En contra / el límite honesto

  • El caso Uber trata de una decisión automatizada con efecto directo y significativo sobre los ingresos de una persona — un riesgo jurídico y humano bastante mayor que la mayoría de lo que un cliente pyme de AppH automatiza hoy (recordatorio de factura, alerta de stock bajo). Afirmar que cada regla de Automatizaciones carga con la misma exposición jurídica que el algoritmo de desactivación de Uber sería exagerado.
  • Uber recurre y cuestiona parte de los hechos declarados — en particular, haber automatizado las desactivaciones permanentes ligadas a las calificaciones, alegando que ya existía revisión humana para las decisiones definitivas por fraude. El caso, por tanto, no está cerrado de forma definitiva, y los hechos sancionados podrían variar en apelación.
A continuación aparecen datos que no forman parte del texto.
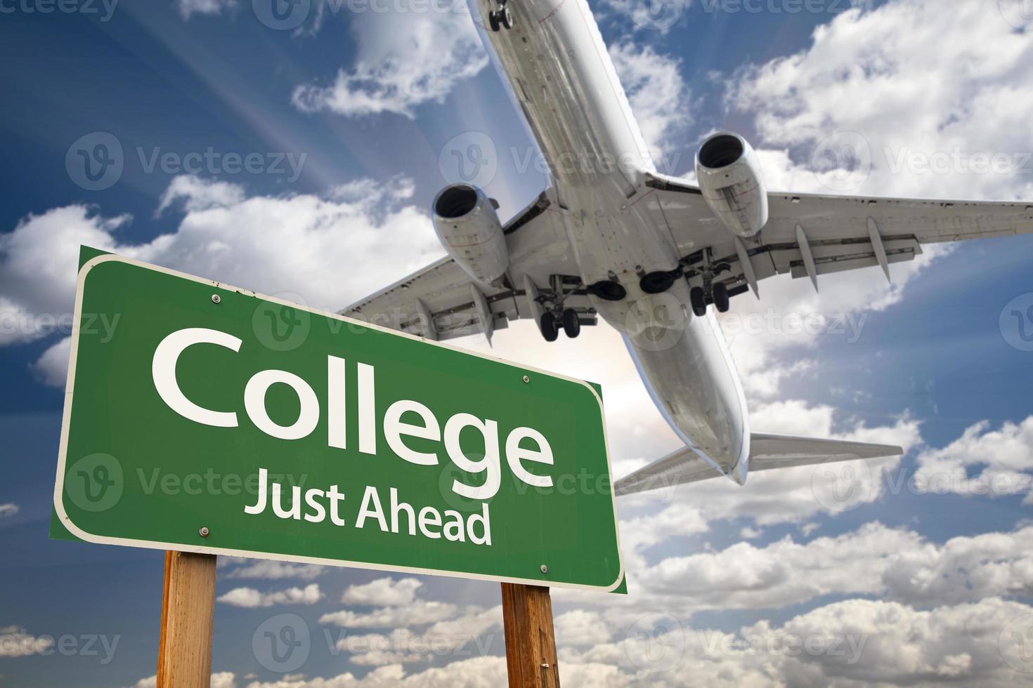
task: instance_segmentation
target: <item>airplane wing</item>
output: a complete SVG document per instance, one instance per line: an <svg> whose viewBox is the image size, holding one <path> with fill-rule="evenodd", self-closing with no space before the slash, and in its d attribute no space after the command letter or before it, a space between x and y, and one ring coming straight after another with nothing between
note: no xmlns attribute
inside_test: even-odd
<svg viewBox="0 0 1033 688"><path fill-rule="evenodd" d="M581 284L580 270L552 190L516 214L503 228L509 250L505 285L483 289L448 257L349 305L341 315L442 340L495 330L518 318L537 318L554 290L565 293L583 325L594 325L595 309ZM566 275L554 284L552 275Z"/></svg>
<svg viewBox="0 0 1033 688"><path fill-rule="evenodd" d="M839 439L811 439L754 432L750 435L750 472L793 468L816 463L899 456L904 450L888 445L870 445ZM654 461L622 478L614 485L614 495L633 494L658 488L719 478L712 465L688 447Z"/></svg>
<svg viewBox="0 0 1033 688"><path fill-rule="evenodd" d="M757 282L785 272L809 277L815 288L820 274L875 265L888 279L891 263L913 260L925 243L1033 232L1031 203L771 193L768 224L738 239L697 187L660 174L647 185L653 198L645 202L670 230L690 284L701 285L693 268L709 248L729 295L757 293Z"/></svg>

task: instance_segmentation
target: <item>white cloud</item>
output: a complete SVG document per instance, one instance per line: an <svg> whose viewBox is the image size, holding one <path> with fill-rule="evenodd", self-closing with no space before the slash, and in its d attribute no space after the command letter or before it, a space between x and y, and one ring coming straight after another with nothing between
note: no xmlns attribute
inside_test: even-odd
<svg viewBox="0 0 1033 688"><path fill-rule="evenodd" d="M102 218L86 205L30 215L0 234L0 346L70 331L80 244L108 249L128 216ZM11 323L13 326L8 327Z"/></svg>
<svg viewBox="0 0 1033 688"><path fill-rule="evenodd" d="M598 612L573 610L554 619L557 647L608 643L613 628Z"/></svg>
<svg viewBox="0 0 1033 688"><path fill-rule="evenodd" d="M193 14L221 14L237 7L237 0L176 0L184 20Z"/></svg>
<svg viewBox="0 0 1033 688"><path fill-rule="evenodd" d="M156 688L158 677L152 676L140 679L132 685L132 688ZM237 688L237 677L231 671L219 671L212 675L210 688Z"/></svg>
<svg viewBox="0 0 1033 688"><path fill-rule="evenodd" d="M80 244L336 310L441 255L425 211L403 203L405 183L369 183L361 200L335 201L246 197L233 185L177 179L165 200L183 201L179 228L143 244L120 241L128 217L86 205L29 216L0 235L0 346L68 333ZM68 346L54 345L37 362L43 381L64 384Z"/></svg>
<svg viewBox="0 0 1033 688"><path fill-rule="evenodd" d="M643 137L658 158L657 165L672 169L678 161L661 158L665 153L684 149L683 135L691 110L681 60L631 41L611 45L609 57Z"/></svg>
<svg viewBox="0 0 1033 688"><path fill-rule="evenodd" d="M68 378L68 356L71 353L71 337L62 337L43 352L32 364L39 382L48 387L64 387Z"/></svg>
<svg viewBox="0 0 1033 688"><path fill-rule="evenodd" d="M332 623L344 628L392 628L421 626L445 621L456 615L457 607L448 602L416 599L403 607L384 607L369 613L342 610L319 617L319 623Z"/></svg>
<svg viewBox="0 0 1033 688"><path fill-rule="evenodd" d="M816 146L827 137L856 132L864 140L857 159L870 158L871 176L845 191L1029 196L1028 157L1021 167L1033 151L1026 124L1033 77L1015 65L1031 56L1028 34L1004 21L996 2L958 3L944 12L936 0L894 0L843 12L815 30L807 50L743 70L729 102L755 117L772 188L828 191L810 169L812 155L825 150ZM834 158L845 152L839 138L832 143ZM975 154L1011 164L980 171ZM945 166L930 171L922 157ZM826 170L822 181L834 173Z"/></svg>
<svg viewBox="0 0 1033 688"><path fill-rule="evenodd" d="M1025 494L1025 503L1033 503L1033 416L999 430L983 421L948 446L924 451L912 487L966 496Z"/></svg>
<svg viewBox="0 0 1033 688"><path fill-rule="evenodd" d="M28 657L51 652L53 647L50 635L36 637L21 626L0 627L0 657Z"/></svg>
<svg viewBox="0 0 1033 688"><path fill-rule="evenodd" d="M662 625L634 625L585 652L568 649L560 670L590 662L620 667L607 686L681 686L685 677L707 686L1029 685L1033 677L1002 660L1010 649L1000 636L1031 612L998 598L931 611L850 599L735 632L656 617Z"/></svg>
<svg viewBox="0 0 1033 688"><path fill-rule="evenodd" d="M226 575L233 579L299 579L311 581L322 576L326 568L317 564L294 564L272 559L245 559L242 557L219 557L220 566L234 565Z"/></svg>
<svg viewBox="0 0 1033 688"><path fill-rule="evenodd" d="M355 13L350 32L355 64L336 79L298 87L292 101L306 112L346 117L395 112L413 118L426 102L443 102L455 85L488 65L464 3L402 2L398 12ZM404 21L397 21L401 18Z"/></svg>
<svg viewBox="0 0 1033 688"><path fill-rule="evenodd" d="M381 578L363 585L349 585L341 601L345 604L368 604L370 607L400 607L410 604L416 598L416 591L424 585L422 581L405 578L396 581L393 578Z"/></svg>
<svg viewBox="0 0 1033 688"><path fill-rule="evenodd" d="M403 610L393 608L392 611ZM422 622L410 622L409 625L422 625ZM370 666L427 662L434 657L461 656L460 653L486 656L493 648L495 651L502 649L501 634L489 634L501 628L501 607L489 610L471 607L421 632L402 626L386 633L342 633L335 647L347 652L355 664Z"/></svg>
<svg viewBox="0 0 1033 688"><path fill-rule="evenodd" d="M287 588L286 590L274 590L271 592L259 592L254 588L233 588L229 592L220 595L219 601L230 607L273 607L274 604L315 604L322 599L319 585L312 583L304 588Z"/></svg>
<svg viewBox="0 0 1033 688"><path fill-rule="evenodd" d="M372 193L375 194L375 191ZM244 200L244 188L229 182L208 181L198 176L177 176L165 189L165 193L161 194L155 216L160 216L180 200L188 212L228 207Z"/></svg>

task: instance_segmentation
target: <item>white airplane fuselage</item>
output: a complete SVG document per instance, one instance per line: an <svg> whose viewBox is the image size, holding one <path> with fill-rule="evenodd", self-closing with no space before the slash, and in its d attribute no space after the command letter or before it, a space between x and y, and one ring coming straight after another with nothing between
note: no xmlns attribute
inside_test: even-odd
<svg viewBox="0 0 1033 688"><path fill-rule="evenodd" d="M671 271L681 256L644 203L649 150L585 0L508 0L511 29L493 32L495 0L468 0L474 22L545 158L586 285L616 281L619 301L592 296L625 338L671 428L739 483L750 431L739 374L711 313L695 317L677 280L646 294L639 275Z"/></svg>

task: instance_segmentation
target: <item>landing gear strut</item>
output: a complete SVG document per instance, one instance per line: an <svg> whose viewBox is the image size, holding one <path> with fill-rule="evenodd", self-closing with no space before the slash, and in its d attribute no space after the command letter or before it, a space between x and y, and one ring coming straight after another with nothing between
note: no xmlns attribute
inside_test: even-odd
<svg viewBox="0 0 1033 688"><path fill-rule="evenodd" d="M709 303L713 303L718 313L728 312L728 288L723 282L714 282L716 271L710 262L710 249L707 249L707 254L703 257L703 266L700 269L703 286L693 287L689 290L689 301L692 304L692 313L698 318L707 315L707 305Z"/></svg>
<svg viewBox="0 0 1033 688"><path fill-rule="evenodd" d="M556 341L560 336L560 328L562 327L563 333L573 339L581 334L581 315L574 308L563 307L563 303L567 296L581 289L583 285L576 279L565 280L560 274L552 275L550 282L552 283L553 296L551 299L543 299L550 304L542 303L542 306L547 309L541 314L541 318L538 321L541 336L544 337L545 341ZM573 289L569 289L570 286Z"/></svg>
<svg viewBox="0 0 1033 688"><path fill-rule="evenodd" d="M492 28L492 31L498 31L500 28L513 28L513 18L509 13L509 8L506 7L506 0L499 0L498 9L488 12L488 25Z"/></svg>

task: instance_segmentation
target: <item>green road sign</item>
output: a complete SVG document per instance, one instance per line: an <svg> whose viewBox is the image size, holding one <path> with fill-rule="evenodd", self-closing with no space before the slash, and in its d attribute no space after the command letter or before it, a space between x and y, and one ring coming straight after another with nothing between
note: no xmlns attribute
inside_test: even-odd
<svg viewBox="0 0 1033 688"><path fill-rule="evenodd" d="M587 383L113 255L74 323L55 536L621 583Z"/></svg>

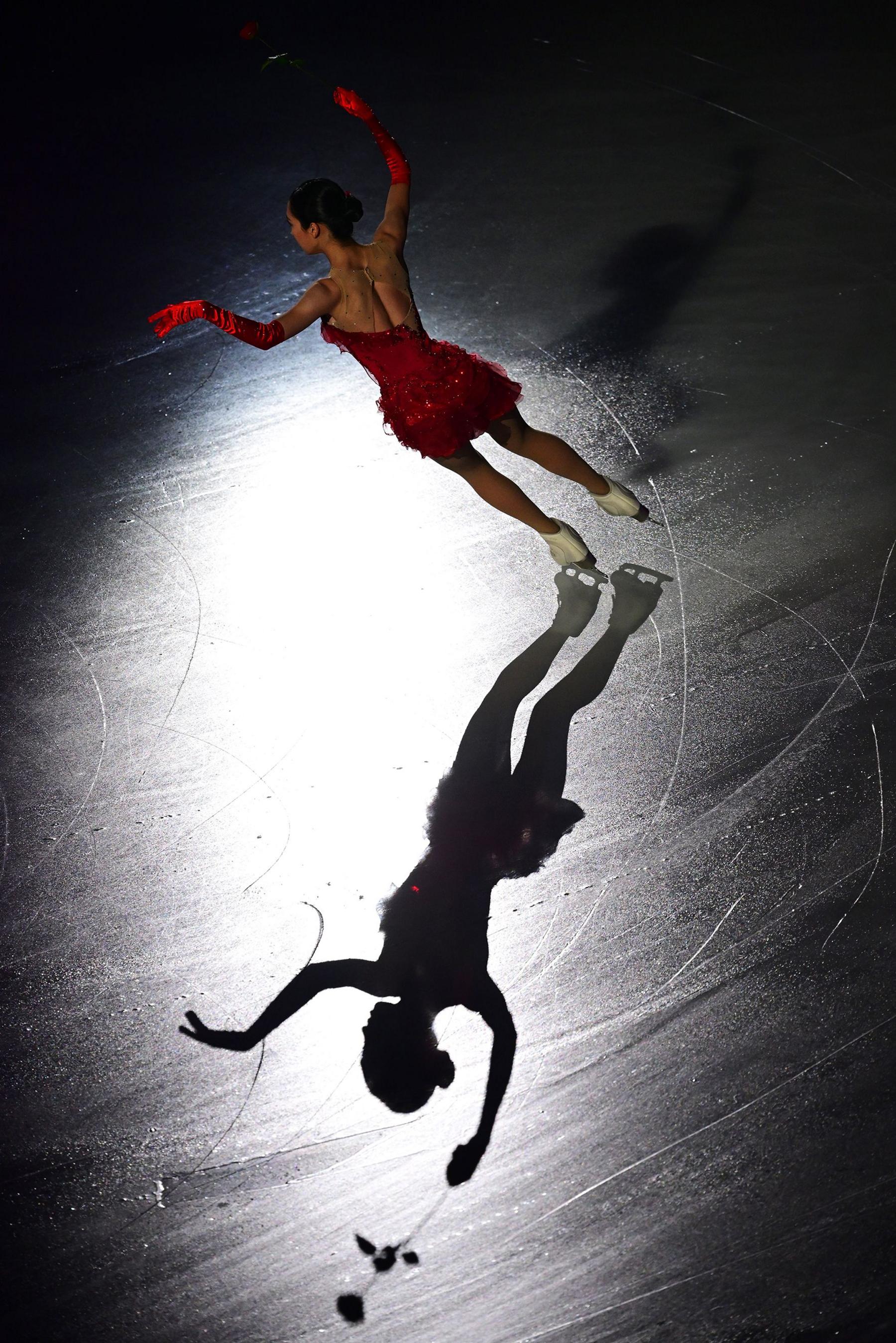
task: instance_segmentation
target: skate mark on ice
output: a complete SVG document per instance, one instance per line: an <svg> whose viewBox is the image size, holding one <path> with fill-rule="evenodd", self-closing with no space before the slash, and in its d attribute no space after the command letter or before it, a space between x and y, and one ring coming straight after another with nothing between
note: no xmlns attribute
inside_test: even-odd
<svg viewBox="0 0 896 1343"><path fill-rule="evenodd" d="M173 700L171 701L171 704L168 706L168 712L165 713L165 716L164 716L164 719L161 721L161 727L159 728L159 732L156 733L156 740L153 741L153 744L150 745L150 748L149 748L149 751L146 753L146 757L144 760L144 767L140 771L140 775L137 778L137 783L134 784L134 787L137 787L142 782L142 778L146 774L146 770L149 768L149 761L150 761L150 759L153 756L153 752L154 752L156 747L159 745L159 739L161 737L165 727L168 725L169 717L175 712L175 705L177 704L177 700L180 698L180 692L184 689L184 685L187 684L187 677L189 676L189 669L193 665L193 658L196 655L196 647L199 645L199 633L201 630L203 599L201 599L201 594L199 591L199 583L196 582L196 575L193 573L192 567L191 567L187 556L183 553L183 551L177 545L175 545L175 543L172 541L172 539L169 536L165 536L165 533L161 532L157 526L154 526L153 522L149 522L142 516L142 513L133 513L133 517L137 518L140 522L142 522L144 526L148 526L150 529L150 532L154 532L156 536L160 536L163 539L163 541L165 541L168 545L171 545L171 548L175 552L175 555L177 555L180 557L184 568L189 573L189 577L192 580L193 588L196 591L196 607L197 607L197 610L196 610L196 633L193 635L193 646L189 650L189 657L187 658L187 666L184 669L184 674L180 678L180 684L179 684L177 689L175 690L175 697L173 697Z"/></svg>
<svg viewBox="0 0 896 1343"><path fill-rule="evenodd" d="M524 1228L521 1228L519 1232L514 1232L513 1234L521 1236L524 1232L528 1232L533 1226L537 1226L539 1222L544 1222L549 1217L556 1217L556 1214L562 1213L566 1207L570 1207L572 1203L578 1203L579 1199L582 1198L587 1198L588 1194L594 1194L595 1190L604 1189L607 1185L613 1183L613 1180L619 1179L621 1175L627 1175L630 1171L639 1170L649 1162L654 1162L658 1156L664 1156L666 1152L672 1152L677 1147L682 1147L685 1143L689 1143L692 1139L699 1138L701 1133L708 1133L713 1128L717 1128L720 1124L725 1124L728 1123L728 1120L736 1119L739 1115L744 1115L748 1109L752 1109L755 1105L762 1104L762 1101L768 1100L770 1096L774 1096L779 1091L783 1091L785 1086L790 1086L793 1082L797 1082L802 1077L806 1077L807 1073L813 1072L815 1068L821 1068L822 1064L826 1064L832 1058L836 1058L838 1054L845 1053L845 1050L852 1049L852 1046L857 1045L861 1039L866 1039L868 1035L873 1035L875 1031L883 1030L884 1026L889 1026L889 1023L893 1021L896 1021L896 1013L893 1013L891 1017L885 1017L883 1021L876 1022L876 1025L869 1026L866 1030L860 1031L858 1035L853 1035L852 1039L848 1039L845 1044L838 1045L836 1049L829 1050L819 1058L814 1058L810 1064L806 1064L798 1072L791 1073L782 1081L775 1082L774 1086L768 1086L766 1091L760 1092L759 1096L754 1096L752 1100L744 1101L743 1105L736 1105L735 1109L728 1111L725 1115L720 1115L719 1119L709 1120L708 1124L701 1124L700 1128L695 1128L690 1133L685 1133L682 1138L676 1138L670 1143L665 1143L662 1147L658 1147L656 1151L647 1152L646 1156L639 1156L637 1160L629 1162L627 1166L619 1167L619 1170L614 1171L611 1175L604 1175L603 1179L595 1180L594 1185L588 1185L587 1189L583 1189L578 1194L574 1194L571 1198L567 1198L562 1203L557 1203L556 1207L552 1207L549 1209L549 1211L543 1213L541 1217L536 1217L535 1221L528 1222Z"/></svg>
<svg viewBox="0 0 896 1343"><path fill-rule="evenodd" d="M875 735L875 755L876 755L876 759L877 759L877 774L880 776L880 774L881 774L881 768L880 768L880 744L877 741L877 728L875 727L875 720L873 719L872 719L870 729L872 729L872 732ZM861 900L861 897L865 894L865 892L870 886L870 884L875 880L875 877L877 876L877 869L880 868L880 860L881 860L883 853L884 853L884 833L885 833L884 788L883 788L883 782L881 782L881 790L880 790L880 837L879 837L879 841L877 841L877 853L875 854L873 866L872 866L872 869L870 869L870 872L868 874L868 880L865 881L865 885L862 886L862 889L858 892L858 894L856 896L856 898L853 900L853 902L850 905L848 905L846 909L844 909L842 915L840 916L840 919L837 920L837 923L834 924L834 927L830 929L830 932L827 933L827 936L822 941L822 944L821 944L821 950L822 951L825 950L825 947L827 945L827 943L830 941L830 939L834 936L834 933L837 932L837 929L841 927L841 924L844 923L844 920L853 912L853 909L856 908L856 905L858 904L858 901Z"/></svg>

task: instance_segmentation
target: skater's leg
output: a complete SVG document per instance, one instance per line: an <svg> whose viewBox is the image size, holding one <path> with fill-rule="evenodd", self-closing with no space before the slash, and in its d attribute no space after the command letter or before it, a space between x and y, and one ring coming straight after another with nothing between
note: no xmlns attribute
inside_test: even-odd
<svg viewBox="0 0 896 1343"><path fill-rule="evenodd" d="M545 471L575 481L576 485L584 485L594 494L609 493L610 486L604 475L588 466L584 458L556 434L527 424L516 406L502 419L493 420L488 431L501 447L516 453L517 457L537 462Z"/></svg>
<svg viewBox="0 0 896 1343"><path fill-rule="evenodd" d="M642 522L649 517L649 510L634 497L631 490L607 475L600 475L583 457L570 447L556 434L548 434L541 428L532 428L520 415L516 406L498 420L489 424L489 434L496 443L506 447L517 457L525 457L531 462L537 462L545 471L562 475L576 485L584 485L594 501L606 512L617 517L633 517Z"/></svg>
<svg viewBox="0 0 896 1343"><path fill-rule="evenodd" d="M533 504L528 494L524 494L514 481L496 471L490 462L477 453L472 443L458 447L453 457L434 457L431 461L439 466L447 466L455 475L463 477L472 485L481 500L490 504L500 513L516 517L525 522L535 532L543 536L553 535L559 530L553 518L543 513L537 504Z"/></svg>
<svg viewBox="0 0 896 1343"><path fill-rule="evenodd" d="M576 530L543 513L514 481L496 471L472 443L465 443L451 457L434 457L433 461L446 466L455 475L462 475L492 508L533 528L547 541L557 564L594 564L591 551Z"/></svg>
Lo que llama la atención de esta decisión no es la cifra —825 millones de euros es mucho, pero queda lejos del tope que permitía el RGPD—. Lo que llama la atención es que Uber, una empresa con 44.500 millones de euros de facturación y equipos legales y de cumplimiento considerables, se defienda discutiendo qué decisiones eran realmente automáticas y cuáles ya tenían una persona detrás — cuatro años después de los hechos, la propia empresa parece incapaz de trazar esa frontera con precisión. Es exactamente el problema que un registro de auditoría append-only y un estado «borrador» obligatorio resuelven de raíz: en AppH, la pregunta «¿lo validó un humano antes de que saliera?» nunca es un punto de disputa a posteriori, porque la respuesta queda escrita en el sistema en el momento mismo de la acción, no reconstruida cuatro años después frente a un regulador. Acompañar a un dirigente de pyme es decirle con claridad: el día que un regulador —o un cliente, o un empleado— pregunte quién validó esta decisión y cuándo, es mejor tener la respuesta ya escrita que tener que reconstruirla bajo presión.